Appointed military governor of the old Kano State in May 1967, Bako undertook reforms of the local governments which had been dominated by the traditional emirs. He sought to improve professionalism among local government employees while transferring some responsibilities to the State government. He said the reforms would strengthen the position of the Emirs in their traditional role as religious leaders.

Bako built most of modern Kano's landmark structures. The state Government Secretariat (Audu Bako Secretariat) and the Audu Bako School of Agriculture in Dambatta were named after him. The Kano Zoo is named after him as well.

Bako was a strong supporter of women's education. Using the teachings of Shehu Usman dan Fodio as justification, Bako established primary, secondary and teachers training colleges for women and children.

He produced the first plan for developing and promoting tourism in the state in 1967. He established the Trade and Industry Division under the Ministry of Finance in 1968.

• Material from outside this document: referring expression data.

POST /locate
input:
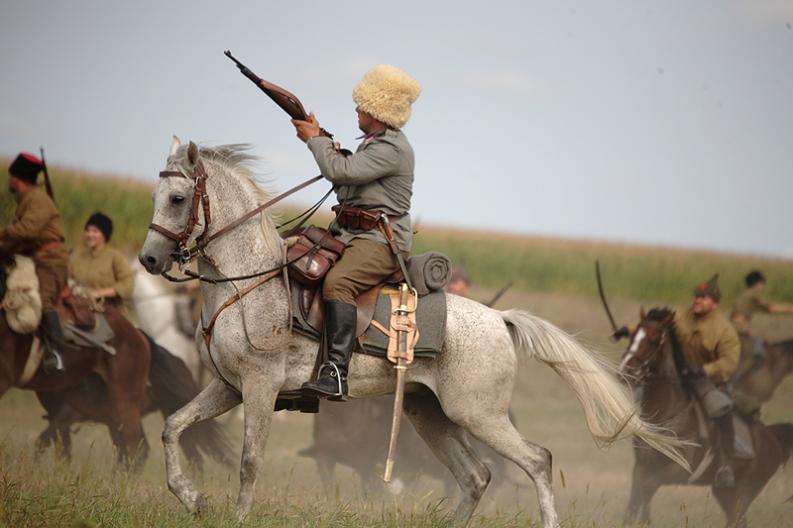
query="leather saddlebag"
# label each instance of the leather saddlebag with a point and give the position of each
(312, 256)
(80, 311)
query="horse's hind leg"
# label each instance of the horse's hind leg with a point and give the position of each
(215, 399)
(449, 443)
(497, 431)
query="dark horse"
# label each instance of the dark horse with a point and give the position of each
(125, 374)
(652, 360)
(170, 387)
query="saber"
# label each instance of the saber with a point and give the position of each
(603, 297)
(47, 184)
(399, 394)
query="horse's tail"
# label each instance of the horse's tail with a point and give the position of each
(172, 387)
(609, 408)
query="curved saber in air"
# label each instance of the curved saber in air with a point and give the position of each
(603, 297)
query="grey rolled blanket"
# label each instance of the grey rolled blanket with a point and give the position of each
(429, 271)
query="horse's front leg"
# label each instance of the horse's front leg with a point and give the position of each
(258, 395)
(215, 399)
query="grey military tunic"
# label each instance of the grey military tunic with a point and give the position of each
(377, 177)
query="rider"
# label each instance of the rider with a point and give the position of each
(37, 231)
(751, 302)
(103, 270)
(711, 350)
(378, 178)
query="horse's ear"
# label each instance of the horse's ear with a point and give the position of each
(175, 144)
(192, 153)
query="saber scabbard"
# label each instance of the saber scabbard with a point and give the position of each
(399, 393)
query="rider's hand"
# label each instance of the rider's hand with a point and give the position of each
(693, 372)
(307, 129)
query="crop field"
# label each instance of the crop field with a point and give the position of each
(552, 278)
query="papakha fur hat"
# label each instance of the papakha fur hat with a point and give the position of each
(386, 93)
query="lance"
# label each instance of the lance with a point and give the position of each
(47, 184)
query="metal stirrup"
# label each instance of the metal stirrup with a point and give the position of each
(334, 370)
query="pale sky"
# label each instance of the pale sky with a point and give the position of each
(656, 122)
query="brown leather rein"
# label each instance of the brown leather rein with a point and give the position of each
(200, 197)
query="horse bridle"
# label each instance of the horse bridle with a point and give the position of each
(200, 196)
(643, 368)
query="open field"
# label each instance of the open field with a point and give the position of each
(532, 263)
(553, 278)
(591, 485)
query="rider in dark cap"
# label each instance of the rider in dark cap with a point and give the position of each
(37, 232)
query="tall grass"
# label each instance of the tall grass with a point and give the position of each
(532, 263)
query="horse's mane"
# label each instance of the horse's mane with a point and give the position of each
(236, 160)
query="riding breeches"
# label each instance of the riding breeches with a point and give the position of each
(52, 279)
(365, 264)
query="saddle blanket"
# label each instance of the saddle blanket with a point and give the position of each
(100, 333)
(430, 318)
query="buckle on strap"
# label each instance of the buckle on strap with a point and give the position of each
(334, 373)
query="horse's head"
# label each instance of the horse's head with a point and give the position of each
(177, 208)
(643, 354)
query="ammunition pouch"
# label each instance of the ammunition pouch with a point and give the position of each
(312, 256)
(356, 219)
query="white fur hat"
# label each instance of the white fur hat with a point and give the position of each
(386, 93)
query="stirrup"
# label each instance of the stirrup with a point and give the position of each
(334, 373)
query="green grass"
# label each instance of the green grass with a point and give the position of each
(532, 263)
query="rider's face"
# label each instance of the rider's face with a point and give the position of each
(704, 304)
(94, 238)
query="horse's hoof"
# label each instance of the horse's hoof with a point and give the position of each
(201, 505)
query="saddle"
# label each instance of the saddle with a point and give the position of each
(744, 443)
(83, 325)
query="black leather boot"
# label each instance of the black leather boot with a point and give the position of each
(53, 342)
(340, 323)
(725, 476)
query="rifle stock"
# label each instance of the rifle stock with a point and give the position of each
(285, 99)
(47, 183)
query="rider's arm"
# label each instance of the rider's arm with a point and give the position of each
(728, 352)
(378, 159)
(33, 218)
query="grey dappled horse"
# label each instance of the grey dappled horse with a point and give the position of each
(467, 387)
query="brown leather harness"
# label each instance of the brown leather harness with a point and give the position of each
(186, 254)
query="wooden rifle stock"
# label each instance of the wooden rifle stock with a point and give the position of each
(288, 102)
(47, 183)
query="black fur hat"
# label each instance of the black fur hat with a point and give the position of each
(102, 222)
(26, 167)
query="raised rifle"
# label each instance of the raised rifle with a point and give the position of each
(47, 184)
(288, 102)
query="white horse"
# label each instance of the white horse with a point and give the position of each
(155, 307)
(254, 355)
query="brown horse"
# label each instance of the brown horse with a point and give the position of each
(169, 388)
(756, 379)
(653, 361)
(125, 375)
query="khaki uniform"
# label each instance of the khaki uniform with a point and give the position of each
(37, 232)
(747, 305)
(103, 268)
(709, 342)
(378, 177)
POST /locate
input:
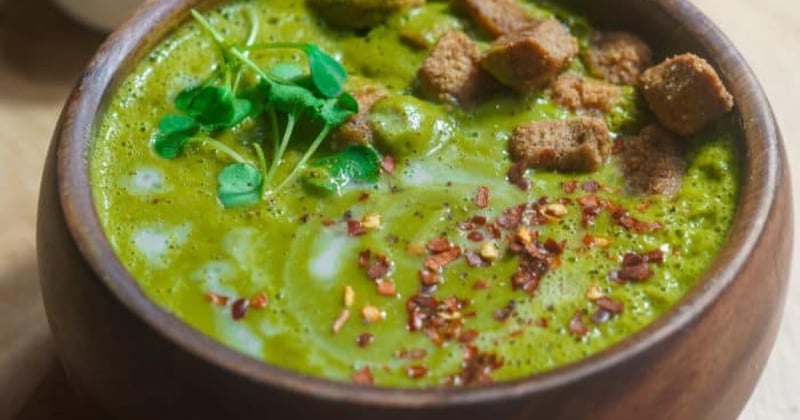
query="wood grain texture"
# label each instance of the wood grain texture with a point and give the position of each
(41, 53)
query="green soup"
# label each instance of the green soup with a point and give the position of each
(166, 223)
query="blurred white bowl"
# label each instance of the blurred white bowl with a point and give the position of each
(104, 15)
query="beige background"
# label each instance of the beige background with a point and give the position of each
(41, 54)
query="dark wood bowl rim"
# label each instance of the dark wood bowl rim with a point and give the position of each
(762, 149)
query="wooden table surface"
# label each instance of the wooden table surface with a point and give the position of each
(41, 54)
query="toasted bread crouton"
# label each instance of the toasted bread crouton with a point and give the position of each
(498, 17)
(580, 145)
(452, 72)
(685, 93)
(581, 94)
(357, 128)
(357, 14)
(530, 59)
(653, 162)
(618, 57)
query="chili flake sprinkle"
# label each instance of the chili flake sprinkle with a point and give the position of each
(482, 197)
(363, 376)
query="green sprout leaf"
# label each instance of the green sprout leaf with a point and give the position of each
(174, 132)
(286, 72)
(327, 73)
(214, 107)
(239, 184)
(357, 164)
(336, 111)
(294, 99)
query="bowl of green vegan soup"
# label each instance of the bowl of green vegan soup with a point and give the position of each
(415, 209)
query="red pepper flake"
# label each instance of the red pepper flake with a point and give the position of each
(478, 220)
(386, 288)
(590, 208)
(504, 313)
(388, 164)
(364, 257)
(259, 300)
(413, 354)
(576, 325)
(416, 371)
(439, 244)
(363, 340)
(468, 336)
(511, 218)
(569, 187)
(217, 299)
(437, 261)
(634, 267)
(516, 175)
(377, 270)
(354, 228)
(601, 316)
(439, 320)
(482, 197)
(610, 305)
(590, 186)
(494, 231)
(474, 260)
(475, 236)
(634, 273)
(656, 256)
(338, 323)
(362, 376)
(239, 309)
(429, 278)
(617, 147)
(481, 285)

In 1969 Bako started construction of the Bagauda Dam to supply the Kadawa Irrigation Project, precursor to the Kano Irrigation Project. Between 1970 and 1973, his administration built the much larger Tiga Dam, aiming to boost agricultural production through irrigation. He has been called the father of Kano's green revolution. However, although well-intentioned, the dams caused considerable problems in the downstream Hadejia-Nguru wetlands, and turned out to have negative net economic value. His Tomas Danbatta Water Supply Scheme was later abandoned, only to be rehabilitated in 2008 and used to provide drinking water to communities in Dambatta, Makoda, and Minjibir local government areas.

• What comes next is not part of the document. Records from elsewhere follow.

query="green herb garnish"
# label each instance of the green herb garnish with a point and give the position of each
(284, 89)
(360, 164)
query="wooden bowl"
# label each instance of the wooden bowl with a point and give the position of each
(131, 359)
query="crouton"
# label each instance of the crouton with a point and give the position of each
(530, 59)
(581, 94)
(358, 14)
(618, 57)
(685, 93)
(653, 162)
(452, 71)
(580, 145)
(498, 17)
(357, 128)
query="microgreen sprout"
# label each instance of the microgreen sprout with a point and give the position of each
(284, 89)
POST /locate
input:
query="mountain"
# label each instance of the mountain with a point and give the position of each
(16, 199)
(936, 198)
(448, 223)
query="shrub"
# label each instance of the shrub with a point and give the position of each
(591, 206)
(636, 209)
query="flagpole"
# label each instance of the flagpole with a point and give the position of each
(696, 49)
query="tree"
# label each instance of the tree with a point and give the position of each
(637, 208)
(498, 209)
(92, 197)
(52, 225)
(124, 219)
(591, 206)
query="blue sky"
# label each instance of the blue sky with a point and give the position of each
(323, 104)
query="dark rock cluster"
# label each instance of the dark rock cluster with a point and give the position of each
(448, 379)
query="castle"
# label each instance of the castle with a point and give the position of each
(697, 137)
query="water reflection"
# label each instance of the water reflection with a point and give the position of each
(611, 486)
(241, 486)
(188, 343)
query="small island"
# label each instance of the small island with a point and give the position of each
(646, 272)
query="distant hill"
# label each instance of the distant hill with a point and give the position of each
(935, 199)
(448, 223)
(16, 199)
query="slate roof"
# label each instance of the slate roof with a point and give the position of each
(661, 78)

Hassan Lemu served as his Provincial Secretary, Audi Howediy as the Secretary to the Military Government (SMG), Bashari Gumel as the Principal Secretary, Muhammadu Ibrahim served as Secretary to the Kano State Executive Council 1968–1969, Sabo Sarki Mohammed as Press Secretary, Ibrahim Bello and Isyaku Umar Tofa served in the post of Principal Private Secretary, the Personal Secretaries were Abba Dutse, Babagana Adamu and Umaru Abdulwahab, the Chief Protocol included Ali Ahmed and Ismaila Yaro Dandago.

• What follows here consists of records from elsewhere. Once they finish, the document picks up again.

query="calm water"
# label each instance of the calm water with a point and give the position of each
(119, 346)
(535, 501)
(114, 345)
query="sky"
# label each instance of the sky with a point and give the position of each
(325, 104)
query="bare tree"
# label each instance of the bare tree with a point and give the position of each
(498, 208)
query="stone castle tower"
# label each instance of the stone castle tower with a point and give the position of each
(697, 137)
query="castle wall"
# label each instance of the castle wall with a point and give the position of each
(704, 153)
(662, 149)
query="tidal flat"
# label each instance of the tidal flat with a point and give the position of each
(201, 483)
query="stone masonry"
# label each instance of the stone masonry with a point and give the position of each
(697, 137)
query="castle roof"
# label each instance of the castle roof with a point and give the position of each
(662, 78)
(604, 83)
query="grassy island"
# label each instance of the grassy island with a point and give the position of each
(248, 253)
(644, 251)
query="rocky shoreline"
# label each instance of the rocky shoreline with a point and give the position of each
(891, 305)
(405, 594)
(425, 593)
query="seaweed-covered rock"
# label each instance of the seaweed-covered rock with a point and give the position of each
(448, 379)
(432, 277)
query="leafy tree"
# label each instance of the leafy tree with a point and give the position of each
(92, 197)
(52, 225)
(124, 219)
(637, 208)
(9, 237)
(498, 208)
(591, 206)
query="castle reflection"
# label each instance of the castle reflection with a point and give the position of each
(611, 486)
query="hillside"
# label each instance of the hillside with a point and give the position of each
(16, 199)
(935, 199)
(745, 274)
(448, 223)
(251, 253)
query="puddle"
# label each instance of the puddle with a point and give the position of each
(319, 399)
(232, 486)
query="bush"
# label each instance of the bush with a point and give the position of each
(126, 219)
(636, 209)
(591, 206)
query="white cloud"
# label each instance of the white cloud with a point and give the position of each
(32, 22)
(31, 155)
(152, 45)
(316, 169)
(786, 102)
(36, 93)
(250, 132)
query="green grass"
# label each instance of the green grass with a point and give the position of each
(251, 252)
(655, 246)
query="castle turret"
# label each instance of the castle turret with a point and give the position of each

=== List of course/Departments in Audu Bako College Of Agriculture Danbatta (AUDUBAKO) ===

Agricultural Engineering / Technology

Agricultural Technology

Animal Health And Production Technology

Computer Science

Fisheries Technology

Forestry Technology

Wildlife and Eco-Tourism

Horticultural Technology

Production Tech

==Legacy==

Bako retired in 1975 after the coup that brought General Murtala Muhammed to power, and began farming at kwanar marke village (less than 30 kilometers from Gusau) along Gusau to Sokoto road in present Zamfara State. He died in 1980, leaving a widow and eleven children. After his death, the Tiga dam was renamed the Audu Bako dam. The Audu Bako prize is awarded each year to the winner of the Kano International Polo Tournament. Bako was widely respected, and was considered an example of moral integrity.